Пророчества в опере и Апокалипсисе совпадают, по сути, имеют глобальный
космический смысл. Множеством иносказательных граней пронизаны все сцены оперы.
Так вражеское нашествие в «Китеже» трактуется как вселенская катастрофа. Гибель
Китежа-мистерия смерти, новое рождение и преображение, повторенное в судьбе
Февронии, устанавливает духовную связь, происходит уподобление
«райски-космическому» Успению Богородицы в русских духовных стихах. Сама идея
службы Успения-преодоление смерти, а сквозное понятие заключено в слове
«Радуйся!». Образ Февронии является центральной осью нравственного космоса,
просветления всей человеческой природы. В
«Китеже» присутствует образ пустыни - место абсолютного духовного пространства.

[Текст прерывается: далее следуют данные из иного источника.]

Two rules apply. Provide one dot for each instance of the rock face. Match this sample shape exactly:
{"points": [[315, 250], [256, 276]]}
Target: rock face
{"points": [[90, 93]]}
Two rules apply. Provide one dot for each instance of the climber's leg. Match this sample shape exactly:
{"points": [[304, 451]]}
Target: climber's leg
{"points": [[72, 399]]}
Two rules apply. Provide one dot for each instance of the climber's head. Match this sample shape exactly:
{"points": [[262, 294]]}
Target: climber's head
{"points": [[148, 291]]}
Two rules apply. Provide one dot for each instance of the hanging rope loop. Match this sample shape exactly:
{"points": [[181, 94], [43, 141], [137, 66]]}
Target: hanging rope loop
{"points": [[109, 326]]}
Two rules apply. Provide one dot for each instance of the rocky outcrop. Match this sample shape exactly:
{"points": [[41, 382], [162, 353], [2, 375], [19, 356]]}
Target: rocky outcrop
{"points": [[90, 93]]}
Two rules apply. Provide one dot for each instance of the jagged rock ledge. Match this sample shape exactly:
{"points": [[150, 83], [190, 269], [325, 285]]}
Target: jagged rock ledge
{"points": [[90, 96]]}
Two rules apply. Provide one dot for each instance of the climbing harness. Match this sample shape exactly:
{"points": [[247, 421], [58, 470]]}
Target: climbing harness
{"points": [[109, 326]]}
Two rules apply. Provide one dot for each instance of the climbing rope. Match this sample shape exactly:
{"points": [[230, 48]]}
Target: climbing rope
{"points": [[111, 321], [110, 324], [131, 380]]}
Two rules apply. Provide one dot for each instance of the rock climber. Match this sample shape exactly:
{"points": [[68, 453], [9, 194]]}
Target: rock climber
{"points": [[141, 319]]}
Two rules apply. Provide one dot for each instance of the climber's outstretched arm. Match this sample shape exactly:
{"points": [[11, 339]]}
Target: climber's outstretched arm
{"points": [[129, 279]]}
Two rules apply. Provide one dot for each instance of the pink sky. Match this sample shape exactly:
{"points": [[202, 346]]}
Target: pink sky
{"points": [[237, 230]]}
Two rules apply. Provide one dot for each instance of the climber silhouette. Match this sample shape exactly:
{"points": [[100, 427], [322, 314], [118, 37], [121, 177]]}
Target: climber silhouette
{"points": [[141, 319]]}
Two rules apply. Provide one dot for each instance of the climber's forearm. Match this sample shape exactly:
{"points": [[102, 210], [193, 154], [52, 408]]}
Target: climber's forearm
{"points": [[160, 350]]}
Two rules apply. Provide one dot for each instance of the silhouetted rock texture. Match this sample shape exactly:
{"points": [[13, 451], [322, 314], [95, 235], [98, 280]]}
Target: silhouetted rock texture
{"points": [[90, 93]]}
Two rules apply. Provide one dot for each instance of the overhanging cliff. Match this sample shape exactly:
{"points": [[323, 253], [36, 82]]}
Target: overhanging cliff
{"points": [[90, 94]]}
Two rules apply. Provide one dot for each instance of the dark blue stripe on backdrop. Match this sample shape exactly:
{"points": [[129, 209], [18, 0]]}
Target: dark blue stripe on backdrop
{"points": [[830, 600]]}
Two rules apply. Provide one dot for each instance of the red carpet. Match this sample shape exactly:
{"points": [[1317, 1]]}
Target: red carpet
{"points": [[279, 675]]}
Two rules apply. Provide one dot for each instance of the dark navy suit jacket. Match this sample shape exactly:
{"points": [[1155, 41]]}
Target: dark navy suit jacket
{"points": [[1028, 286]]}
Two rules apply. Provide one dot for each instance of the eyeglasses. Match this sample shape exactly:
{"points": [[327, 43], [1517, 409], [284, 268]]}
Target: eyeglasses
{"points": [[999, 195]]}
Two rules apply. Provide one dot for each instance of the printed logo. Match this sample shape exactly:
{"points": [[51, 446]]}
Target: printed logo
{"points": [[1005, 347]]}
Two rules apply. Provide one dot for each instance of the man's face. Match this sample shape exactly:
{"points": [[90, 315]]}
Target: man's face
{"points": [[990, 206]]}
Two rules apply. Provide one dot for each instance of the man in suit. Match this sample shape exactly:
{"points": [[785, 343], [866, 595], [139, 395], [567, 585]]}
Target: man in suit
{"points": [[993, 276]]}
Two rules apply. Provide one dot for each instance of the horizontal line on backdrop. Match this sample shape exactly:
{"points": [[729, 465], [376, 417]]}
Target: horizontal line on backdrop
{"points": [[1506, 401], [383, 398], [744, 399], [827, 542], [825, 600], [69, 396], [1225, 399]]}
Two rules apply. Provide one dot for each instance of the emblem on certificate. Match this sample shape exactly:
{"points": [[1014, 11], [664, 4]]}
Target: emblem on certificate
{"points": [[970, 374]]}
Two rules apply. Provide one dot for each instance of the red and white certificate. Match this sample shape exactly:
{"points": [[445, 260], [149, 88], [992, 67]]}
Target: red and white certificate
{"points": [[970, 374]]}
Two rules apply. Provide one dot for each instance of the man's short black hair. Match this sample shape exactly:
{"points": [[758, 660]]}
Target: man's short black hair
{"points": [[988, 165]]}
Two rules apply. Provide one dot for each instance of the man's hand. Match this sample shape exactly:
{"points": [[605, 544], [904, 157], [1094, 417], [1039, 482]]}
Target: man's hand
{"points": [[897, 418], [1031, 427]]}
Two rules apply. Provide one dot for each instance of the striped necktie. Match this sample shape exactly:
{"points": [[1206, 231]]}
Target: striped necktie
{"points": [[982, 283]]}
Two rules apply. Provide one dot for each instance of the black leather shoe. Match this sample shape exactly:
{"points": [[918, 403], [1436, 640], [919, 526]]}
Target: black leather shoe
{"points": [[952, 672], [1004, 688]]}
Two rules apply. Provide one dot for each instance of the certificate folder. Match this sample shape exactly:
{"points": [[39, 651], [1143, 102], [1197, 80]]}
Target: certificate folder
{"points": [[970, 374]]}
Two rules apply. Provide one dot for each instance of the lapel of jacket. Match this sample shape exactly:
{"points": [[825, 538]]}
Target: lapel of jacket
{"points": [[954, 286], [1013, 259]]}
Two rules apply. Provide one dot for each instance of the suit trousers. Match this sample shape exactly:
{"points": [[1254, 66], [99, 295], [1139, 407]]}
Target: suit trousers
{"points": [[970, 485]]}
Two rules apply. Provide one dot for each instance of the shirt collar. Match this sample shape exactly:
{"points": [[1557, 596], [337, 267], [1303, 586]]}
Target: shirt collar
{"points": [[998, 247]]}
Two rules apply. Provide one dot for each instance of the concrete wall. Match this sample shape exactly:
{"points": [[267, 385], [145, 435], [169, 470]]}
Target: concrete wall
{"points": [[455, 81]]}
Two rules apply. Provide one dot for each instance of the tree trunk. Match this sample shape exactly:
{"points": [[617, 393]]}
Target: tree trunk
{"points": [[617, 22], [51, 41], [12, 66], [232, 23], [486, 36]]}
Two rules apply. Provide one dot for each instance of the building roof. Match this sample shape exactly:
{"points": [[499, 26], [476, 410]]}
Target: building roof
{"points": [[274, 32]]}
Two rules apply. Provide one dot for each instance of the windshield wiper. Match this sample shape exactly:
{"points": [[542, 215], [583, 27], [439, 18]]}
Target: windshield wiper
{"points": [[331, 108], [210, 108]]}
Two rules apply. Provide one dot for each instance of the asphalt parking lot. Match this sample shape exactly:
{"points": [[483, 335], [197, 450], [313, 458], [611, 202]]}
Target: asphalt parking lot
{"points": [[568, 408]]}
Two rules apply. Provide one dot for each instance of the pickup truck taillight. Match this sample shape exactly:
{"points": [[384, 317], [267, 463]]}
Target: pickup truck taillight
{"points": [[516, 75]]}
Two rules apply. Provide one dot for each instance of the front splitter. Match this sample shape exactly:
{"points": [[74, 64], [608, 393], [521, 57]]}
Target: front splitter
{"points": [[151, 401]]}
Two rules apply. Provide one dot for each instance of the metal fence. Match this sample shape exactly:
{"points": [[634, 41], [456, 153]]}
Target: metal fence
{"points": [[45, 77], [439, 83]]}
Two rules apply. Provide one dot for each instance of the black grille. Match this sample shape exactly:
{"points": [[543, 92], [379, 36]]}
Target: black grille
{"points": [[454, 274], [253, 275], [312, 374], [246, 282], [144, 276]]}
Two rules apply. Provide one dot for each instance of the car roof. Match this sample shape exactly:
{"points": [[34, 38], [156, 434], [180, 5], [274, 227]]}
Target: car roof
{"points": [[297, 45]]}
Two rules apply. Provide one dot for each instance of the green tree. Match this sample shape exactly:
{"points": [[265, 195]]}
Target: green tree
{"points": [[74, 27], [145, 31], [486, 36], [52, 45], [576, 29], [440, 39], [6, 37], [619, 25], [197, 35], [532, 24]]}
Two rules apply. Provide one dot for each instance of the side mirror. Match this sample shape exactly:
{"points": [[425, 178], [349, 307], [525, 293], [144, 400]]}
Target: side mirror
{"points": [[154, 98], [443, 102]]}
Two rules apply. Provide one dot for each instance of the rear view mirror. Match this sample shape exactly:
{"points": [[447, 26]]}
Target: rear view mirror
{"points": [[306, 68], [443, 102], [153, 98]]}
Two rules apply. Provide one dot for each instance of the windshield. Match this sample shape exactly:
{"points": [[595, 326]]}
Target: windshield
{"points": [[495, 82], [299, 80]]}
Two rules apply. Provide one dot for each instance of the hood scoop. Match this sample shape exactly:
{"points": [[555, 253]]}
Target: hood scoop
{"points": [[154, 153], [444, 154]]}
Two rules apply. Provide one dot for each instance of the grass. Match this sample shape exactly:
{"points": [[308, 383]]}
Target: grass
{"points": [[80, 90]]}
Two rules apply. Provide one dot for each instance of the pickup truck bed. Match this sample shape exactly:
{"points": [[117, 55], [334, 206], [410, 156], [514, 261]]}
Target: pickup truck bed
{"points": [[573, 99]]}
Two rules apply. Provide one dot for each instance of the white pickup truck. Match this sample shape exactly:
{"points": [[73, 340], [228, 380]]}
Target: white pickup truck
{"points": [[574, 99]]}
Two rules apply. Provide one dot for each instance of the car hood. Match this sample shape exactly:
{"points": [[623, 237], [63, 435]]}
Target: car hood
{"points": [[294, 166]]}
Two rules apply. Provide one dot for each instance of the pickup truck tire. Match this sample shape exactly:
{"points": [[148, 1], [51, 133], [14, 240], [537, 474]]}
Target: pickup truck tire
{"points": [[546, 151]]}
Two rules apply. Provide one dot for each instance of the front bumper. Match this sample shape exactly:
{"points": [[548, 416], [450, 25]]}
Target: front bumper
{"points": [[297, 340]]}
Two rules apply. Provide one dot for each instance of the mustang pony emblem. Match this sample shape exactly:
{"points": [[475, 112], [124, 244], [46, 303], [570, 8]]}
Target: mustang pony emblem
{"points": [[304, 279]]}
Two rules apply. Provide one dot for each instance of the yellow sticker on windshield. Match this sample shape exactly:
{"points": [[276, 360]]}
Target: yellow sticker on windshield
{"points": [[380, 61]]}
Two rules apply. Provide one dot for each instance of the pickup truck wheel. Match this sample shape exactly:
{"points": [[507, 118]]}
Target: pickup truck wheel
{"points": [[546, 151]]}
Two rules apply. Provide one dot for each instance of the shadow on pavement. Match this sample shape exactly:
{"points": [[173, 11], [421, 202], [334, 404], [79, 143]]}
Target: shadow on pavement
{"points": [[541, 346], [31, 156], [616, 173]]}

Этой пустынью представлена жизнь леса - образа безначального и бесконечного
бытия природы. Все главные темы оперы - «леса-пустыни», града Китежа и его
колокольного звона - выступают образами макромира и одновременно являются
духовными символами. В процессе развития они перемещаются из внешнего
пространства во внутреннее, а затем и в идеальное духовное пространство
невидимого Китежа. «Помимо отражения идей русского космизма, «религия без
церкви», ... внехрамовой литургии и соборности символистов, учений «общего
дела» Федорова, спасения и духовного возрождения русских религиозных философов
и ряда других современных ему философских и художественных тенденций, в
«Сказаниях о невидимом граде Китеже»… очевиден диалог с соловьевской концепцией
всеединства, изложенном в капитальном труде «Оправдание добра» (Серебрякова Л.
«Китеж: откровение Откровения» // Музыкальная академия. 1994. № 2. С. 90-106)
(1887). Концепция «Китежа» гармонично подтверждается мыслью Соловьева о
совершенстве добра как нераздельной организации триединой любви: «Любви
восходящей совершенству Творца и Творения, любви равной - к любящим, ближним и
дальним и любви нисходящей ко всей материальной природе»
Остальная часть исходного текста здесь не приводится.